Fintech has exploded in the last five years. Startups in the category raised more than $350 million in VC funding from 2019 to 2023, according to data from CB Insights. Despite all this growth, Eric Gylman, co-founder and CEO of Ramp believes the industry and companies like his are just scratching the surface.
Glyman recently said about the TechCrunch Found Podcast that despite how much his unicorn corporate card and expense startup has grown so far, it has only tapped into 1% of its potential market share.
“As fast as we’ve grown, in our biggest card market, we still have 99% plus of the market to go,” Glyman said. “So some of it is really just, we want to bring the magic to more companies [so that] Expenses can be effortless accounting, you know, can be radically simpler.”

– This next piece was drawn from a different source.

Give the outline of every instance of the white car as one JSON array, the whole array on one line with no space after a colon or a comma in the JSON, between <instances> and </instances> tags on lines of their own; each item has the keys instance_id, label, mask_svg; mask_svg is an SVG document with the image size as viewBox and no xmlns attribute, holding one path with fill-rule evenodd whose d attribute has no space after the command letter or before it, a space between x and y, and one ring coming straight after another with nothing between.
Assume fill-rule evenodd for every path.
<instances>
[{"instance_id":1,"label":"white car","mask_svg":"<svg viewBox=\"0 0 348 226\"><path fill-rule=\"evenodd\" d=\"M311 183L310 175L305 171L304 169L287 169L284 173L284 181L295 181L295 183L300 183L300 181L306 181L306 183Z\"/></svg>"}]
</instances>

Despite the rapid growth of the fintech category over the past few years, Glyman started building his first fintech startup before the publicity cycle. Glyman and his current co-founder Karim Atiyeh launched their first fintech startup, Paribus, in 2014. The startup used artificial intelligence to create emails for its users to send to stores to get a price change if a product they recently purchased was on sale. The company raised just $2 million before being acquired by Capital One.
Times have changed for fintechs, and Glyman talked about what it’s been like to build and raise capital for a fintech startup as the market has changed over the past decade.
Glyman also talked about the changes in AI technology. When the team was building Paribus, the genetic AI technology for generating emails was still relatively rudimentary, and the rest of the company’s AI technology was based on very simple language models. For Ramp, the AI tech stack looks very different.
“It’s really deep, I’d say, I think a decade ago, you’d use it in hyper-targeted use cases to today, I don’t think there’s a part of Ramp that’s not affected in some way, by AI, and I think it will continue to accelerate,” Glyman said.
Glyman also talked about how Ramp thinks about scaling and how the company approaches expanding into new categories. Glyman said the company is looking to plug the cracks and gaps that still exist for its customers in their expense workflow as well as the new ones that continue to emerge. The company still has a long way to go.
“If we do it right, we believe and hope that the work will be purposeful, never boring, monotonous, but strategic, insightful and actionable to focus on high leverage and creative things,” Glyman said. “So that’s what we’re trying to work on. And it is, it was a lot of fun to get there.”
Ramp was founded in 2019 and is based in New York. The startup has raised more than $1.7 billion from venture capitalists and was last valued at $5.8 billion in August 2023.